I knew I was headed in the direction of Eban House and I was on a pretty good road (by Ghana standards). So I kept walking. I walked until there really were no more taxis driving by. About a mile into it I stopped to ask a lady if I was going towards Centry Road (my goal). "Oh yes!" she says, "You go straight. You are almost there!" Note to self--"Almost there" in Ghanaian English is not "Almost there" in American English. In American English "Almost there." might mean a few blocks. In Ghanaian English it means oh...about a mile and a half. Eventually I did get to Centry Road and I was perfectly in line with "N.D.C. Junction" (the road I needed for Eban House). It was about a 30 minute walk, I'd estimate.
It was so good to walk into my Ghana "home." The kids absolutely smothered me with affection and attention, which is good for a weary soul. Eban House looks great. It's hard to believe 18 months has gone by since we took custody of the home. It was faded and neglected then. Now it's bright and happy. There are vegetables and fruits growing like wildfire, trying to keep up with the kids!
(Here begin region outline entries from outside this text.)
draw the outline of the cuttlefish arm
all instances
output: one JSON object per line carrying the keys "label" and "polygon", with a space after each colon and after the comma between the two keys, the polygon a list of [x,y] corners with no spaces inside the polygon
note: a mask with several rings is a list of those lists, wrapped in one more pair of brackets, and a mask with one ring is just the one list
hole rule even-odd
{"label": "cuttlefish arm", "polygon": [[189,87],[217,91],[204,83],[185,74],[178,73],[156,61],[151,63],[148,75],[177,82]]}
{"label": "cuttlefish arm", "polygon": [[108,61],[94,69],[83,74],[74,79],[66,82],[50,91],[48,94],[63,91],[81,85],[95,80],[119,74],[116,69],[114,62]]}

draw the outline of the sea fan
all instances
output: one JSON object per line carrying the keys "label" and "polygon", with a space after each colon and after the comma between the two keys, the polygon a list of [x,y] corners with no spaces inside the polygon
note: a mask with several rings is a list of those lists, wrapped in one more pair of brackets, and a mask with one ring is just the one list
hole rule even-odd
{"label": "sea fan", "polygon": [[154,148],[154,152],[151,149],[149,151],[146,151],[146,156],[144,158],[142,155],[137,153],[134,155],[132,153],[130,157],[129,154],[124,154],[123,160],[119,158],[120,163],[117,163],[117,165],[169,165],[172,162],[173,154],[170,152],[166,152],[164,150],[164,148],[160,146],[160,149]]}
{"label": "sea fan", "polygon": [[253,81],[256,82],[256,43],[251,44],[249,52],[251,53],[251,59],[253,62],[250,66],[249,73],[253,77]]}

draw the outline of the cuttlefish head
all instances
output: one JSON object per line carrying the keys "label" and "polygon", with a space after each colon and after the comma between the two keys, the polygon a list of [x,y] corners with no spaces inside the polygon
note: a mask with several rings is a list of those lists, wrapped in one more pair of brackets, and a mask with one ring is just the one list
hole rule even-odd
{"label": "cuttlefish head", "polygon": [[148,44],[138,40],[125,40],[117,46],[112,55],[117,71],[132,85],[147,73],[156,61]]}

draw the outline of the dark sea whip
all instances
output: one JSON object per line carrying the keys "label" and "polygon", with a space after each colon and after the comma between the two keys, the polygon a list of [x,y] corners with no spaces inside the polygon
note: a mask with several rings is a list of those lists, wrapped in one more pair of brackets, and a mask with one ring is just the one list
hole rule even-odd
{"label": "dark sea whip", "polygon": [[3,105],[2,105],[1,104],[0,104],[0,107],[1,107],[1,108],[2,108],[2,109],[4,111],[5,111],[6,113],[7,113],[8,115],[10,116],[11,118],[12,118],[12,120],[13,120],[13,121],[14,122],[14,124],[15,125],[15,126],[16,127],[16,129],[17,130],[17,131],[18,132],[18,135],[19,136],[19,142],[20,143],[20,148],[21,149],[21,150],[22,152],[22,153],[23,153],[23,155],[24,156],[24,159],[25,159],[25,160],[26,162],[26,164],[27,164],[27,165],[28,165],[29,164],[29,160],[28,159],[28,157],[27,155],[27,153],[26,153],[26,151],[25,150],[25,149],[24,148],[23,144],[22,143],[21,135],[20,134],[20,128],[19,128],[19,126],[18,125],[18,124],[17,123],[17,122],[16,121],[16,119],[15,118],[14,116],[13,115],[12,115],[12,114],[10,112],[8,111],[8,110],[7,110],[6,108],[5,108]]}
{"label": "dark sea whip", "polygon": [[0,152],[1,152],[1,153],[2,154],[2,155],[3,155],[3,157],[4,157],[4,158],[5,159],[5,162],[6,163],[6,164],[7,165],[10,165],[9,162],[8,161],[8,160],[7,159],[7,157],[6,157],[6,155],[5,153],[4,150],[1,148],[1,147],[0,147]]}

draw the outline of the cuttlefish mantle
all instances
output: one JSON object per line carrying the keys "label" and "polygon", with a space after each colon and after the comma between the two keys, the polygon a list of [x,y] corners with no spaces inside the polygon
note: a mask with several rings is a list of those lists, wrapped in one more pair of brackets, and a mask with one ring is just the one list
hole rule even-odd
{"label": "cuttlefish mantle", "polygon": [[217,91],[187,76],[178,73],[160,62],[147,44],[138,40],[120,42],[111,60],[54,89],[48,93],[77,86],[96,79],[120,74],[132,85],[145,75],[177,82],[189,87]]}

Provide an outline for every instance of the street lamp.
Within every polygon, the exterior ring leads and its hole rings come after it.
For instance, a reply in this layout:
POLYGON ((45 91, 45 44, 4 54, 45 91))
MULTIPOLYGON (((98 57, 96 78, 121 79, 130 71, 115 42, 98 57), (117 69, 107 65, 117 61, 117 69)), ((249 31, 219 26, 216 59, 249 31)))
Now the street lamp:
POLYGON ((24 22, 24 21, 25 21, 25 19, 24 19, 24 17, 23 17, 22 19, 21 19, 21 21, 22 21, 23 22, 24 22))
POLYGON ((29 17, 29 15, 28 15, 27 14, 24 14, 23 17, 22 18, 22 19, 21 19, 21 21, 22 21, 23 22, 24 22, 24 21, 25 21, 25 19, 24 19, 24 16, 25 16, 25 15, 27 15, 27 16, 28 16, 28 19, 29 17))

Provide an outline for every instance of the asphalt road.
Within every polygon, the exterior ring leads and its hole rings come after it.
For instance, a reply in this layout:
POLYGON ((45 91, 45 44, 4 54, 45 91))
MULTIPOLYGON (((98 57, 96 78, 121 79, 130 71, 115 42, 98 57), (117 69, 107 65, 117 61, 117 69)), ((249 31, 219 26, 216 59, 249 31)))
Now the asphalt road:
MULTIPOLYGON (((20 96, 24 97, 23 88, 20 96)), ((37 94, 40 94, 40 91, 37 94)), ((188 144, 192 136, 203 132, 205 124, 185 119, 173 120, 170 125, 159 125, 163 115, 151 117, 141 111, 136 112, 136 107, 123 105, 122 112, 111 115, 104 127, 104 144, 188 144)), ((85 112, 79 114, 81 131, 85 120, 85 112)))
The big excitement of the day was when a lizard got into Eban House. I was kind of shocked at how creeped out the aunties were about it! It was on a window screen, but inside. They were trying to shoo it out with a broom. When that failed they were going to send for a man. Maybe a lizard is the Ghanaian version of a rat?! I asked if they bit. Nope. So I walked over and got a hold on its tail--which proceeded to break off! ICK! But I was determined. Plus, I could tell I was making big points with the kids and staff. I got the tail again (higher up this time) and pulled that sucker down. He was a nice guy and was helpless once hanging by his tail. I put him outside and the entire house applauded me! LOL!
I think that 5pm is my absolute favorite time of day in Ghana. The sun is down but not out. The breeze is always up. It's just wonderful outside after a blistering day. The kids and staff all went outside to play. I just never get enough of watching them. They played all sorts of traditional games--their version of our Duck Duck Goose and Red Rover, Red Rover. I get the biggest kick out of watching our aunties run around with them, as if they were kids themselves. Of course I know they are on their best behavior for "the boss." I'm sure they don't get out there and run WITH the kids every day. But they do some days. That was evident by the children's responses.
When it started getting dark I headed back towards my hotel. There is a new little grocery right on Eban House road. I stopped and got a pack of Ramen noodles (it was that or sardines), in hopes that my hotel could give me some hot water and a cup. I had just had a granola bar and a piece of bread all day. I caught a taxi (1 cedi) and before I knew it I was right back here at the hotel. It was HEAVEN walking into my air conditioned room! Tonight, the dim light doesn't matter at all. I've eaten my first real meal (Ramen) and that fixes a lot of things. This room is good.
My 1 outfit has been hand washed with a bar of soap and is now drying on various surfaces in the room. I can only hope that they will be dry before I need them tomorrow morning! Hopefully my luggage will arrive tomorrow. I called the airport today and they said to call "tomorrow." The thing is...in Ghana "tomorrow" can mean anything. It can mean 1 day away or 2 weeks. We'll see...
Soon I'm off to bed, a bit chilled because the sun "bit" me a bit today, and a bit itchy because mosquitoes bit me a bit today too. Note to self--always pack sunscreen and mosquito repellant in carry-on!